Studio album by King 810
- Released: January 25, 2019
- Genre: Nu metal
- Length: 40:32
- Label: Independent
- Producer: Josh Schroeder; David Gunn;

King 810 chronology
| La Petite Mort or a Conversation with God (2016) | Suicide King (2019) | AK Concerto No. 47, 11th Movement in G Major (2021) |

= Suicide King (album) =

Suicide King is the third studio album by American heavy metal band King 810. Released on January 25, 2019, the work was published independently by the ensemble and produced by Josh Schroeder and David Gunn in Michigan.

== Background ==
In 2017–2018, drummer Andrew Workman, guitarist Andrew Beal and the band parted ways. In October 2018, the group released a music video for "Heartbeats", the first single off of the album.

== Touring ==
In November 2018, the ensemble performed at the Buick City Events Center.
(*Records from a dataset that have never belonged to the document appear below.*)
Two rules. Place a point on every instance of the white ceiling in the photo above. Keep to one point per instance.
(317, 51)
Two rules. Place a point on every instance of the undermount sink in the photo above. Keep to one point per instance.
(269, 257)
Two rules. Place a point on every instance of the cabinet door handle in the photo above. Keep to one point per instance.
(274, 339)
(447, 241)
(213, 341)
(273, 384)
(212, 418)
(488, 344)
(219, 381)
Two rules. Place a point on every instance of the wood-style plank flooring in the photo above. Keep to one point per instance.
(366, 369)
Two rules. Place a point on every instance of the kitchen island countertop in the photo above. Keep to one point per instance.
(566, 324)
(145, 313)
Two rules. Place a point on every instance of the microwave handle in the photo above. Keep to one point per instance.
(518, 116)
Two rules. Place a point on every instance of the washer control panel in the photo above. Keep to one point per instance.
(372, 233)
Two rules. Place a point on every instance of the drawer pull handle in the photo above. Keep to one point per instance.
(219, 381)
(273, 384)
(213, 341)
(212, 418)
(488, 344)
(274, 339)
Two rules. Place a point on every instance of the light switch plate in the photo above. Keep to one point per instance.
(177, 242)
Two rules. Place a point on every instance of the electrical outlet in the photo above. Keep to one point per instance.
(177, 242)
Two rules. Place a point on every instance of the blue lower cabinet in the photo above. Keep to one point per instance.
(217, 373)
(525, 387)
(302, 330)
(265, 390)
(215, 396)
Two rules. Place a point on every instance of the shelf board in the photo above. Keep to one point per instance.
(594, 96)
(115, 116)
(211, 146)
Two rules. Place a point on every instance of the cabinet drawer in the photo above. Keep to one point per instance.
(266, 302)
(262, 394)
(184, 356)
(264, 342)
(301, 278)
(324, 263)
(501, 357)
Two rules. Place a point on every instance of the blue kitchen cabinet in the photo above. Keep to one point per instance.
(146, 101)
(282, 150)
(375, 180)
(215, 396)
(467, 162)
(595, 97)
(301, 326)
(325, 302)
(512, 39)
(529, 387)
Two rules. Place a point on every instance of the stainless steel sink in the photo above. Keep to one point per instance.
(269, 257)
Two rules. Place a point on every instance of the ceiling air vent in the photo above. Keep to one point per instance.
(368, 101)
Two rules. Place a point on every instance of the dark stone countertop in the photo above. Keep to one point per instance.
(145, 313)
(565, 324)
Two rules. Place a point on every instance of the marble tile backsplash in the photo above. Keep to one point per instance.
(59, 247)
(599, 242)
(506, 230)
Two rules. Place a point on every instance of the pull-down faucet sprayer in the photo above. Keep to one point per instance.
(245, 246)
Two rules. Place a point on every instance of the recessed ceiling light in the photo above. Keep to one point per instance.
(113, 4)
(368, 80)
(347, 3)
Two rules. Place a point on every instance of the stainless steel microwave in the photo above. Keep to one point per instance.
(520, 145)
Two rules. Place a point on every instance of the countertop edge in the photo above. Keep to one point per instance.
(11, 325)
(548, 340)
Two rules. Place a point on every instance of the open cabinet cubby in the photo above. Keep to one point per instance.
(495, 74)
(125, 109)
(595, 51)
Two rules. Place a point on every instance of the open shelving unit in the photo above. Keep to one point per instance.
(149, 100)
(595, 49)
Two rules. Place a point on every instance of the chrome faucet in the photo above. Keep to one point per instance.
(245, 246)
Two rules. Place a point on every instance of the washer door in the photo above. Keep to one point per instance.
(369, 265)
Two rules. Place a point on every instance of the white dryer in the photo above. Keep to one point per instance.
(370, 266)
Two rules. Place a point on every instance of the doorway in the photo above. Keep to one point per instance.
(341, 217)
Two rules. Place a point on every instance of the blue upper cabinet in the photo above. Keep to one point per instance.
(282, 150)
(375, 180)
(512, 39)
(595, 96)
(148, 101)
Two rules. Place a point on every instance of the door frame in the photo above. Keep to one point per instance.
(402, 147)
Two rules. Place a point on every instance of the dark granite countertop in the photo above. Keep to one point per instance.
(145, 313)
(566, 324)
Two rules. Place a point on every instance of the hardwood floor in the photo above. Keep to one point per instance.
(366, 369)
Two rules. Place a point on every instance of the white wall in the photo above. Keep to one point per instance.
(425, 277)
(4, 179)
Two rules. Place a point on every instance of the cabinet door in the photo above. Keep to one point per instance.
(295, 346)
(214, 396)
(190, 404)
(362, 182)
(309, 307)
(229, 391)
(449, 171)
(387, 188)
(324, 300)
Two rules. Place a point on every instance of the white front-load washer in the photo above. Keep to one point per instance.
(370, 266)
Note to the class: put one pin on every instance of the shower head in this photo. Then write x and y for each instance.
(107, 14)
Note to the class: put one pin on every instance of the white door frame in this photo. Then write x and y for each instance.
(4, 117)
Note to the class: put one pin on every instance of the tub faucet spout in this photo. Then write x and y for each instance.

Following this performance, the quartet spent November and December in the United Kingdom with PUPPY.

== Critical reception ==

Neil Criddle of Dead Press stated that "Heartbeats" "sets things off perfectly, with a frenetically aggressive chorus with Gunn's lyrical pace intensifying, culminating in a real sense of urgency and vitality".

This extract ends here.